Gemäß § 366 Abs. 1 Z. 2 GewO 1994 begeht eine Verwaltungsübertretung, die mit Geldstrafe bis zu 3.600 Euro zu bestrafen ist, wer eine genehmigungspflichtige Betriebsanlage (§ 74) ohne die erforderliche Genehmigung errichtet oder betreibt.

Nach ständiger Rechtsprechung des Verwaltungsgerichtshofes enthält § 366 Abs. 1 Z. 2 GewO zwei - alternative - Straftatbestände, wobei der Tatbestand des "Errichtens" einer derartigen Betriebsanlage mit der Herbeiführung eines solcherart zu qualifizierenden Sachverhaltes abgeschlossen ist (vgl. VwGH vom 4.9.2002, Zl. 2002/04/0077; 28.4.1992, Zl. 91/04/0332). Wird kein Zeitraum festgestellt, in dem die Begehung der Verwaltungsübertretung des Errichtens einer genehmigungspflichtigen Betriebsanlage (also über den Zeitpunkt, mit dem der Tatbestand des "Errichtens" abgeschlossen ist) angelastet wird, so fehlt es entgegen § 44 a Z. 1 VStG an einer Feststellung der Tatzeit im Schuldspruch des angefochtenen Straferkenntnisses. In diesem Sinne vermag die Angabe des Tages der bei der Überprüfung getroffenen Feststellung die Angabe der Tatzeit nicht zu ersetzen (vgl. VwGH vom 10.6.1992, Zl. 92/04/0062).

Bei der konsenslosen Errichtung einer genehmigungspflichtigen Betriebsanlage handelt es sich um ein Zustandsdelikt, beim Betrieb derselben ohne entsprechende Genehmigung um ein fortgesetztes Delikt. Im gegenständlichen Fall wurde dem Bw die Errichtung und der Betrieb einer genehmigungspflichtigen Betriebsanlage ohne Genehmigung vorgeworfen.

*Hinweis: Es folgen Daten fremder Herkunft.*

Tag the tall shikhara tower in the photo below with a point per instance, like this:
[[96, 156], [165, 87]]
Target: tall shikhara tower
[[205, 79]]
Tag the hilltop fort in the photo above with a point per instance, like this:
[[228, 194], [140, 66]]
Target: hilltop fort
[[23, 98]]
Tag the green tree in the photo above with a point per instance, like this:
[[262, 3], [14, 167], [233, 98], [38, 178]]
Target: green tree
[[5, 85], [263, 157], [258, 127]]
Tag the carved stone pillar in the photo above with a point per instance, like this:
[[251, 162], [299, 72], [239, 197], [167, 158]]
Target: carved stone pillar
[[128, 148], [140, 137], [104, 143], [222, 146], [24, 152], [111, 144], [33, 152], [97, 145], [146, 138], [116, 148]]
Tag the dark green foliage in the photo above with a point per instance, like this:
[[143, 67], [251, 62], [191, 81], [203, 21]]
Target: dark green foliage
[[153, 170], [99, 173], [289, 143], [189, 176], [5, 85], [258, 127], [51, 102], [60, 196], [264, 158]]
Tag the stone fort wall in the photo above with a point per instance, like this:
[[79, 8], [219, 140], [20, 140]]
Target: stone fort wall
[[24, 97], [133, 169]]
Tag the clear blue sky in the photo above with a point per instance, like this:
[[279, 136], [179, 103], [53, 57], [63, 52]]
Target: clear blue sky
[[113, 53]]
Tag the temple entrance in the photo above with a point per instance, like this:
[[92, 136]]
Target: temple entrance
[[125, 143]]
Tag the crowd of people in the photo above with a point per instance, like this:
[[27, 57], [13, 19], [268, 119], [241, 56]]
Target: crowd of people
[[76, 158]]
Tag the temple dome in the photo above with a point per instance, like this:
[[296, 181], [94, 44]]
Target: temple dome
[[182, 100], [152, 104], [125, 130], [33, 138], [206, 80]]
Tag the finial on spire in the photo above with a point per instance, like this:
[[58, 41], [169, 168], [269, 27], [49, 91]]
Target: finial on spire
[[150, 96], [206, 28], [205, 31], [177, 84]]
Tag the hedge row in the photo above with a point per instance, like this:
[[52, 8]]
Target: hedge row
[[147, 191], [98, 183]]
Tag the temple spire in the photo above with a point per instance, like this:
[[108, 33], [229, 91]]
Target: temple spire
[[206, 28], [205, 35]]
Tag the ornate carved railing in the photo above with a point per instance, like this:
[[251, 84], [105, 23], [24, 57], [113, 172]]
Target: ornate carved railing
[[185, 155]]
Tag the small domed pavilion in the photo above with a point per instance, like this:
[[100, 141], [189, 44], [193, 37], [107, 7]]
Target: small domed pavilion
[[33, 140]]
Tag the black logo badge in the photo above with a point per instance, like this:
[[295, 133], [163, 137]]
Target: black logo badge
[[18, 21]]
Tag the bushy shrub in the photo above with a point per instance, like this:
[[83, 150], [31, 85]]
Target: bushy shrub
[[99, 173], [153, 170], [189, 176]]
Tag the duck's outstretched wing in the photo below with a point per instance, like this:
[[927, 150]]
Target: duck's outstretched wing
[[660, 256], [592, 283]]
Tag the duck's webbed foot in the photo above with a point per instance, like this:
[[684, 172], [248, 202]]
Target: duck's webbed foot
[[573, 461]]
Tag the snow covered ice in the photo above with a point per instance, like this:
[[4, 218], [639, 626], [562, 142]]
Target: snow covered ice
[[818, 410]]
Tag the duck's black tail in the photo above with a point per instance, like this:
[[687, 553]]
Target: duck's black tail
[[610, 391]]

Gemäß § 44 a Z. 1 VStG hat der Spruch eines Straferkenntnisses, wenn er nicht auf Einstellung lautet, die als erwiesen angenommene Tat zu enthalten.

Danach ist es rechtlich geboten, die Tat hinsichtlich des Täters und der Tatumstände so genau zu umschreiben, dass

  1. die Zuordnung des Tatverhaltens zur Verwaltungsvorschrift, die durch die Tat verletzt worden ist, in Ansehnung aller Tatbestandsmerkmale ermöglicht wird und
  2. die Identität der Tat (z.B. nach Ort und Zeit) unverwechselbar feststeht.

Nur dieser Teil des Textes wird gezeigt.